分水先の水力発電所の存廃に関わり「継続は当然」との声が大勢を占める一方、流域では利害関係者の思惑も渦巻く。
1月末、松江市であった神戸川の河川環境に関する専門委員会(委員長・野中資博島根大生物資源科学部教授)。ダムから神戸川への放流量を増量するよう求める最終報告案が示された。
委員会は昨年8月、溝口知事が判断の材料として設けた。神戸川下流域の漁業者たちが流量減少に伴う水質悪化などを理由に分水中止を訴えたことが背景にある。
6回の会合を重ねた委員会は水質悪化を「おおむね環境基準内」と結論付け、分水の是非には触れなかった。野中委員長は「委員会の決める事項ではない」としつつも
「中電は報告を実行してほしい」
とする。実行には水利権の更新が前提となる。
中電が1956年に完成させた来島ダムはここ10年、平均87%の水を江の川に分水。残る13%を神戸川に流してきた。江の川への分水量が多いのは、セットで整備した水力発電所、潮発電所(美郷町)の操業のためだ。

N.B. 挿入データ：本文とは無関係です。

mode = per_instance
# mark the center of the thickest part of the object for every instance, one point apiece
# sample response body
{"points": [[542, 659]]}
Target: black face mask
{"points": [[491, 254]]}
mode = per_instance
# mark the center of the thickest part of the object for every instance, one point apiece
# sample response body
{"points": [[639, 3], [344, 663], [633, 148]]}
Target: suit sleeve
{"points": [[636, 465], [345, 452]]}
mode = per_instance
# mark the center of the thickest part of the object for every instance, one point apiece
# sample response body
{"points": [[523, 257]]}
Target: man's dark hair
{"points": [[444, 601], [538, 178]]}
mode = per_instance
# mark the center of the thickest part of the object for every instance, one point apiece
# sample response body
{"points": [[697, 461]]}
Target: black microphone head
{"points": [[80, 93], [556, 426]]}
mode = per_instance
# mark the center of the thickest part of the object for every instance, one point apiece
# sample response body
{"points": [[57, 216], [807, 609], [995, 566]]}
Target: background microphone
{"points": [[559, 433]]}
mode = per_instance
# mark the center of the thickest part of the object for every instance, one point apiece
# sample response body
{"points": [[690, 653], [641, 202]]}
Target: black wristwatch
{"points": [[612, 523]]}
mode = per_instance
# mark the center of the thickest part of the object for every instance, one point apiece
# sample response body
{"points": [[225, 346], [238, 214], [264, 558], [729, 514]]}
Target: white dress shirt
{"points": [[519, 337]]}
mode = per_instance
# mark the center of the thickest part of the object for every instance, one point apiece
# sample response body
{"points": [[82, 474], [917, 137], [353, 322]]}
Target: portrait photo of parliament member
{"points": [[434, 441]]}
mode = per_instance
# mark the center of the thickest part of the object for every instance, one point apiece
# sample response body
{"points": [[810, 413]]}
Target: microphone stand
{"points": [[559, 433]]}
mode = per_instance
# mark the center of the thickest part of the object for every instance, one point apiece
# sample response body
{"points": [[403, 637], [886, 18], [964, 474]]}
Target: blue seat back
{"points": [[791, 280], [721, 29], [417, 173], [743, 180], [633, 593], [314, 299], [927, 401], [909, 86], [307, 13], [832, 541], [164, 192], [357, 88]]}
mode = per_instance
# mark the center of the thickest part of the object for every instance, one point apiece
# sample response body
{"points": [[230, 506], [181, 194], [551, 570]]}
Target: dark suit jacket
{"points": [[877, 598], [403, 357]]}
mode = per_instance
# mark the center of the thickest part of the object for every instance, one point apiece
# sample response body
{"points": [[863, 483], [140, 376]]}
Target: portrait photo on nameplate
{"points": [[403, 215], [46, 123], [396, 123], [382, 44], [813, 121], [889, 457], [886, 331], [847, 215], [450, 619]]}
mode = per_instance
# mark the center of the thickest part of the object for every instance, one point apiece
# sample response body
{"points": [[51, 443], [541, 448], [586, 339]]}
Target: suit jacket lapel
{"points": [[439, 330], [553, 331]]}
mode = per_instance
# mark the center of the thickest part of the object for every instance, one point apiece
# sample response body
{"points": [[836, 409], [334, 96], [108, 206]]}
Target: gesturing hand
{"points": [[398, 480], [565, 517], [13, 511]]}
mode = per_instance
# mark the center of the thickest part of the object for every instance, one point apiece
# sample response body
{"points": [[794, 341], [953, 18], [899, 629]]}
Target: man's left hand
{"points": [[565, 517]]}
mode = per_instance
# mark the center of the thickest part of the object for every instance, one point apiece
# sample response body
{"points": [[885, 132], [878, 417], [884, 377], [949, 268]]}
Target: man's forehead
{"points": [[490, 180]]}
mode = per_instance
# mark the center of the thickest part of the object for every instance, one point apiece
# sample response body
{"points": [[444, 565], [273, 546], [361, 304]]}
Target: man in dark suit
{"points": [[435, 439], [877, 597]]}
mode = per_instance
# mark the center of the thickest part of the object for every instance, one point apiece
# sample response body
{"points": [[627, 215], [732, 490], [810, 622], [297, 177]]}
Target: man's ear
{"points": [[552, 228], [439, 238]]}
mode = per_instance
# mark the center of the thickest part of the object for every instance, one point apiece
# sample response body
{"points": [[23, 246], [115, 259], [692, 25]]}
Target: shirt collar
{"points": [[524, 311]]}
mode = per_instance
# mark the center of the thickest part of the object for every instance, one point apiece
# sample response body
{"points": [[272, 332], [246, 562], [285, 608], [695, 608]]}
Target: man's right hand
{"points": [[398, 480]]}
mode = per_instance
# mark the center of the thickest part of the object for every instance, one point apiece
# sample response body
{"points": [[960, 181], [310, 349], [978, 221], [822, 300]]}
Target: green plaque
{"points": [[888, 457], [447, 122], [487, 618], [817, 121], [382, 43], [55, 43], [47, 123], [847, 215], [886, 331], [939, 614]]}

【写真説明】水利権の更新時期が迫る来島ダム。溝口知事の判断が注目される
4万世帯の電力消費量を賄う潮発電所は、中電の94水力発電所の中で3番目の出力3万6千キロワットを持つ。中電は「電力供給の調整弁の役割も大きく、必要不可欠」として2月中に水利権の更新を国に申請する。
これに対し、神戸川下流域の漁業者は水質悪化に加え、漁業資源の減少も主張。2002~11年のアユの平均漁獲量がダム完成前の約6分の1に減ったとし、島根県に分水中止を国に働き掛けるよう求めている。
神戸川漁協(出雲市)の片寄巌組合長は「自然に流れる水を奪い生物がすめなくなる発電所は必要ない」と強調。「潮発電所の操業より水環境が重要」と訴える。
ただ分水中止を求める反対派には、神戸川の流量増を見込み、河川整備などの公共工事受注を狙う業者の影も見え隠れする。ある出雲市議は、反対派の幹部が「(神戸川支流の)十間(じっけん)川の改修工事を期待していた」と明かす。
逆にダム上流の飯南、美郷町は年間1千万円前後の固定資産税収入などを理由に分水継続を望む。
「水質悪化の主張は唐突」(飯南町の景山登美男副町長)との声も上がる。
県議会には、溝口知事が分水継続を認める半面「反対派への補償を中電に求め、環境保護の姿勢をアピールする材料にするのでは」と見る向きもある。
溝口知事は「委員会の指摘を踏まえ、国や地元市町、中電の意見をよく聞いて対応する」としている。